Interview – Andrew Derry, new director of ISB school

Andrew Derry is decisive to cope with numerous challenges of the modern education system. He believes that schools cannot live in isolation but should rather reach out to the entrepreneur community in order to connect students with the real world.

At the beginning of the eighth decade of the ISB School, you are determined to make the it even more outstanding

The Board and I think we have a very good school, but we have an ambition to be the leading international school in the entire region of Central and Eastern Europe. We already have a strategic plan. Once you are good, you tend to think that you are good, and that’s the end of it – whereas to be great requires persistent dissatisfaction, you constantly work on your goals. Our teachers are our most important asset; actually, they are brilliant and seventy percent of them have an international experience.

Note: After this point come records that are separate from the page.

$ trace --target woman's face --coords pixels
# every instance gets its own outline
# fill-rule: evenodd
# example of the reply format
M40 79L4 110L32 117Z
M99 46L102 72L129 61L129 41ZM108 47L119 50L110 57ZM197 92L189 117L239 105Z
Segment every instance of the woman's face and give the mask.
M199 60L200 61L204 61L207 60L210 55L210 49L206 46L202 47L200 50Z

The second point is being very clear in the vision of what learning is all about.

You have mentioned that the so-called VUCA world has a high impact upon education

The world itself is volatile, uncertain, complex and ambiguous. The question is how you educate children for that. The global survey of the World Economic Forum states that 65% of children currently in Primary School will enter a job that does not yet exist. We are now using a lot of data, to monitor progress; we are turning to the development of a greater number of world language programs, creative arts, computer science, as well as entrepreneurial programs as one of the big elements. Schools cannot live in isolation. We’ve already been looking for partners in Belgrade, because we want to connect our children with real-world problems.

Andrew Derry and his “third culture” kids

Andrew Derry has recently joined The ISB School as its new director. He has worked in international education for almost three decades and in school leadership for exactly 22 years. Previously, Andrew has led schools in the USA, Zimbabwe, Hungary, France and Switzerland.  He and his wife, Anne-Marie, are proud parents of four children, who all see themselves as “third culture” kids and global citizens. For the whole family, the notion of home is the world.

You believe that the most important learning element is how to overcome failure

School has been considered as either right or wrong for many years, but it isn’t so in the real world. The real world is – when you fall, you get back up and try again. Real entrepreneurs keep trying, they get back up one more time than they fail. There are so many examples in history to support this statement. You fail and you learn, you fail and you learn… We have to teach our students how to be resilient, how to learn from failure, not to just get a job, but rather create it. Another important element is coaching students to think in terms of big concepts, which helps them understand how to apply their learning in the future.

Students’ inborn ability isn’t something you take into consideration

I don’t believe in that. There are too many highly successful adults who were no good at ‘schooling’. We can only act upon creating a stimulating learning environment. Our job as educators is to focus on challenging our children and supporting them. You only fail when you stop trying. The outcome should be the establishment of a mindset that plays the most significant role in determining achievement and success. Apart from challenge and support, choice, autonomy and collaboration, help your students develop an intrinsic motivation for learning!